En su obra El irrealismo (2002), Enrique Pajón Mecloy comenta la fórmula niezcheana de "La Vuelta eterna" como una figura más de la "irrealidad autocreada", que tiene como base o como abismo sin fondo, la libertad y responsabilidad del hombre, de una conciencia que se descubre libre más allá del bien y del mal o cuando estos han quedado sin fundamento por la muerte de Dios. La conciencia solitaria descubre entonces su mayor logro a la vez que su mayor desamparo, una conciencia que no puede ocultarse a sí misma la muerte como inevitable destino y busca, por tanto, como los iniciados de Eleusis o los héroes de las tragedias griegas, un remedio o manera de atenuar el miedo que la certeza de la muerte conlleva...

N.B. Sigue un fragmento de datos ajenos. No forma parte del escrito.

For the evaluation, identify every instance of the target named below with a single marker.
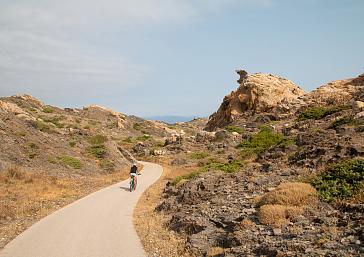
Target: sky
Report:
(172, 57)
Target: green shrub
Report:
(145, 137)
(33, 145)
(287, 141)
(107, 165)
(229, 167)
(40, 125)
(72, 143)
(129, 140)
(340, 180)
(97, 139)
(234, 129)
(189, 176)
(70, 161)
(260, 142)
(199, 155)
(55, 121)
(137, 126)
(348, 120)
(316, 113)
(98, 151)
(342, 121)
(48, 110)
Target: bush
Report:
(145, 137)
(97, 139)
(340, 181)
(260, 142)
(107, 165)
(234, 129)
(54, 121)
(137, 126)
(72, 143)
(316, 113)
(14, 172)
(98, 151)
(48, 110)
(348, 120)
(70, 162)
(199, 155)
(40, 125)
(230, 167)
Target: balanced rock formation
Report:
(257, 93)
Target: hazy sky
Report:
(171, 57)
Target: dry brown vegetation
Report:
(156, 238)
(26, 196)
(285, 203)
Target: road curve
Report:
(99, 225)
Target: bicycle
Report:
(133, 182)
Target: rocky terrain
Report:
(280, 175)
(51, 156)
(274, 172)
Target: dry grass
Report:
(285, 203)
(26, 196)
(215, 251)
(247, 224)
(156, 238)
(276, 214)
(292, 194)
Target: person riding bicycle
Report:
(133, 174)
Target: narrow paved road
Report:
(99, 225)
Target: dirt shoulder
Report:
(27, 196)
(157, 239)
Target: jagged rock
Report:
(257, 93)
(336, 92)
(357, 105)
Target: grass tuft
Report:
(70, 161)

"La doctrina del eterno retorno de lo mismo, descabellada como intento de solución verdadera en el plano cósmico, cobra sentido en el ámbito de la irrealidad autocreada, al adquirir la forma de algo así como una eternidad intemporal, como una pensada superación del fluir en el tiempo."

Para Enrique Pajón está claro el fondo artístico –nosotros diríamos "esteticista"– que anima una poética como la del filósofo alemán. La idea de salirse de los propios límites y contactar con la intemporalidad, imaginado un eterno retorno válido, tan sólo al nivel de la conciencia, tiene su claro precedente en el pensamiento trágico y muy particularmente en la tragedia griega anterior a Eurípides.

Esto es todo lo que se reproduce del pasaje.